Región.- Más de 300 hectáreas de caña y daños por arriba de 5 millones de pesos han dejado los incendios generados por robo de combustible en los municipios de Omealca, Amatlán y Cuichapa durante este año.

El primer trimestre del 2017 dejó pérdidas mayores que los últimos tres años, pues el problema recrudeció y los más afectados son los productores de caña, pues no existen programas que ayuden a solventar los daños que generan los incendios provocados por el robo de combustible, señaló Vicente Rodríguez, integrante del Consejo Regional Campesino.

Mencionó que en las semanas de enero a marzo se registraban hasta tres derrames de hidrocarburo que dañaban las siembras recién cortadas y en el peor de los casos el fuego arrasó con siembras nuevas, lo que representa pérdidas incuantificables para el sector campesino.

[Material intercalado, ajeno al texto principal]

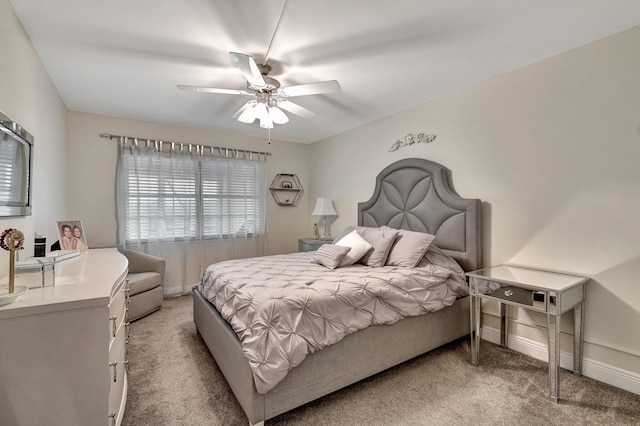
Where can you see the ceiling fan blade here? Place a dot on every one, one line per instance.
(245, 107)
(247, 65)
(295, 108)
(310, 89)
(213, 90)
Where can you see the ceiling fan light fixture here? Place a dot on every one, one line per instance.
(266, 122)
(261, 110)
(248, 115)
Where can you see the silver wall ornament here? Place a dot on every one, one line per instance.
(410, 139)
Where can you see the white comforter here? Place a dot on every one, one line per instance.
(284, 307)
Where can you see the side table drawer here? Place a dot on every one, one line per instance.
(520, 296)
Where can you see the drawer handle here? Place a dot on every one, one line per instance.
(114, 319)
(114, 364)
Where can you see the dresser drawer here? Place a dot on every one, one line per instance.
(117, 312)
(117, 374)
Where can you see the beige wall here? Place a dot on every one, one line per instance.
(553, 150)
(92, 160)
(28, 96)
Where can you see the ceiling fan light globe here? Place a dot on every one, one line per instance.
(261, 111)
(278, 116)
(266, 122)
(248, 116)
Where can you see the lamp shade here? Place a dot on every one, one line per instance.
(324, 207)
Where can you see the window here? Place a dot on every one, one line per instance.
(184, 196)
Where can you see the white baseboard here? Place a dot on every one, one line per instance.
(599, 371)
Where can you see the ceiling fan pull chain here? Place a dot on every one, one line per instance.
(266, 56)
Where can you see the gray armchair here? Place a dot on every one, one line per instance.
(146, 280)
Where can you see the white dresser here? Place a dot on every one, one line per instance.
(63, 348)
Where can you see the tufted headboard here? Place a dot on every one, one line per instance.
(417, 195)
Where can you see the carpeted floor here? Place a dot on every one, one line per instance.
(173, 380)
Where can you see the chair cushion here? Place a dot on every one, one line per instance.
(143, 281)
(144, 303)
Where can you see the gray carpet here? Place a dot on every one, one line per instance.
(173, 380)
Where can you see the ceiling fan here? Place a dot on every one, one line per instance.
(269, 97)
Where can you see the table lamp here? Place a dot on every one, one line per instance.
(324, 208)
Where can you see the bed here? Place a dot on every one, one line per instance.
(412, 194)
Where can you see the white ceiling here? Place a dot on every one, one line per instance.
(124, 58)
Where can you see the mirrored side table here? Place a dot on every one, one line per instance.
(547, 292)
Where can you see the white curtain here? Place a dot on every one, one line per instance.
(190, 205)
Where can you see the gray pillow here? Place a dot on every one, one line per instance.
(409, 247)
(330, 255)
(381, 240)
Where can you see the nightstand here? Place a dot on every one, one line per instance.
(547, 292)
(310, 244)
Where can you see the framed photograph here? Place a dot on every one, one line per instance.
(71, 235)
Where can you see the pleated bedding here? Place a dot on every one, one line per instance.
(284, 307)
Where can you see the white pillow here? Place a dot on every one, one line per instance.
(359, 247)
(330, 255)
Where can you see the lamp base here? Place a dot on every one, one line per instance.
(325, 230)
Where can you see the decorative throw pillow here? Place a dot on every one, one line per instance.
(330, 255)
(358, 247)
(409, 247)
(381, 241)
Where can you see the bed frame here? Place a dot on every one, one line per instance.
(414, 194)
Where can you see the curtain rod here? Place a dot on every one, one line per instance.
(118, 137)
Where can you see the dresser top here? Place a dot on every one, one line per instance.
(80, 282)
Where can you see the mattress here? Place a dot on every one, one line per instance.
(284, 307)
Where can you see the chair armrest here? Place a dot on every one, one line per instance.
(142, 262)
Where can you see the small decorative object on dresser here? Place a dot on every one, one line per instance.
(71, 236)
(309, 244)
(11, 240)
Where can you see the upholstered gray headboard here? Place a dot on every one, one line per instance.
(417, 195)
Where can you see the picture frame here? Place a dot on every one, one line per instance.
(71, 235)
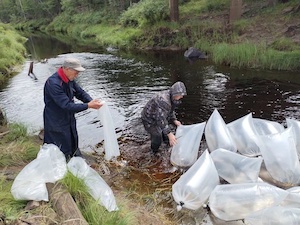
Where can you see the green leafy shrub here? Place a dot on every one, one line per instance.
(146, 12)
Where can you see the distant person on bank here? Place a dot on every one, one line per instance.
(59, 113)
(159, 113)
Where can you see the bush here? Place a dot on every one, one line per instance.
(146, 12)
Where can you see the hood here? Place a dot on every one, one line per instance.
(178, 89)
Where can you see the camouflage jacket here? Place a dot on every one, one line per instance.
(159, 111)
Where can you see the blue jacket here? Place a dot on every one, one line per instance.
(59, 112)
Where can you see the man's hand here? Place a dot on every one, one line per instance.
(177, 123)
(95, 104)
(172, 139)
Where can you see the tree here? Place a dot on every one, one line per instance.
(174, 11)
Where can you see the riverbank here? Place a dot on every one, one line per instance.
(12, 52)
(18, 149)
(266, 36)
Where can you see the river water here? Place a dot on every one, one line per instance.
(126, 80)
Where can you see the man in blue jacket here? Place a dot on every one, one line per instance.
(159, 112)
(60, 108)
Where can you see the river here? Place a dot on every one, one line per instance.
(126, 80)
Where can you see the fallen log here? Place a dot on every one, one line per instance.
(64, 205)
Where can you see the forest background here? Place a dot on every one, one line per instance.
(256, 34)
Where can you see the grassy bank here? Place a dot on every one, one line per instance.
(266, 36)
(257, 40)
(17, 149)
(12, 52)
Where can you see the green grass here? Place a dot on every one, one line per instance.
(93, 212)
(255, 56)
(16, 148)
(12, 50)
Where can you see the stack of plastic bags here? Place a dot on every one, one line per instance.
(235, 153)
(49, 167)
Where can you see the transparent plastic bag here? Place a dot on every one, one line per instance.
(295, 126)
(244, 135)
(111, 145)
(98, 188)
(280, 157)
(276, 215)
(293, 198)
(265, 127)
(217, 134)
(236, 168)
(193, 188)
(49, 167)
(236, 201)
(185, 152)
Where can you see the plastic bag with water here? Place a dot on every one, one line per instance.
(244, 135)
(185, 152)
(98, 188)
(293, 198)
(265, 127)
(193, 188)
(295, 126)
(236, 201)
(217, 134)
(48, 167)
(236, 168)
(111, 146)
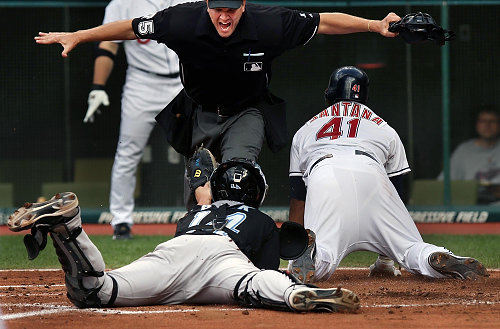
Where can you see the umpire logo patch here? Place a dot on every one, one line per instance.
(253, 66)
(146, 27)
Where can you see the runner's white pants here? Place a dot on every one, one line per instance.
(352, 205)
(144, 96)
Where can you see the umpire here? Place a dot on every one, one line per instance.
(225, 49)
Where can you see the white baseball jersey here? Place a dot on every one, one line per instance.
(343, 128)
(144, 54)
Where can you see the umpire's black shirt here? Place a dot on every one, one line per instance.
(255, 233)
(232, 72)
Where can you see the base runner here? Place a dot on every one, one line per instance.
(342, 162)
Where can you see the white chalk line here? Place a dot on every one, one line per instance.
(33, 285)
(469, 303)
(54, 308)
(31, 295)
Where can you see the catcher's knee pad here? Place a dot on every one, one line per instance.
(76, 267)
(250, 298)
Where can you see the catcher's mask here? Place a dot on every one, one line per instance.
(239, 179)
(347, 83)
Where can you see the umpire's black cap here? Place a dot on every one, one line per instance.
(233, 4)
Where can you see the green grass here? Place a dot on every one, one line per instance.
(118, 253)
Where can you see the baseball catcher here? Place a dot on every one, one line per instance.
(223, 253)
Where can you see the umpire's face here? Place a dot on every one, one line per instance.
(225, 20)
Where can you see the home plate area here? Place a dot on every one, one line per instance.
(37, 299)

“No seguros que amparen el patrimonio de tierras que tenemos cerca de los ductos de Pemex, hasta hace un año los daños eran menores y este 2017 las afectaciones se triplicaron y los afectados no tienen producción para entregar al ingenio”, reclamó.

Los ingenios afectados por este problema son el San Nicolás y La Providencia, a pesar que señaló el Consejo Regional Campesino, trató de asegurar algunas siembras con dependencias federales para la entrega de recursos en caso de contingencia, pero ningún organismo se quiso hacer responsable.

Quienes resultaron afectados por la quema de siembras y derrame de combustible, aseguró no recibirán pago de liquidaciones por no entregar producción a los ingenios, lo que deriva en daños económicos para más de 150 abastecedores de caña de las factorías de la región.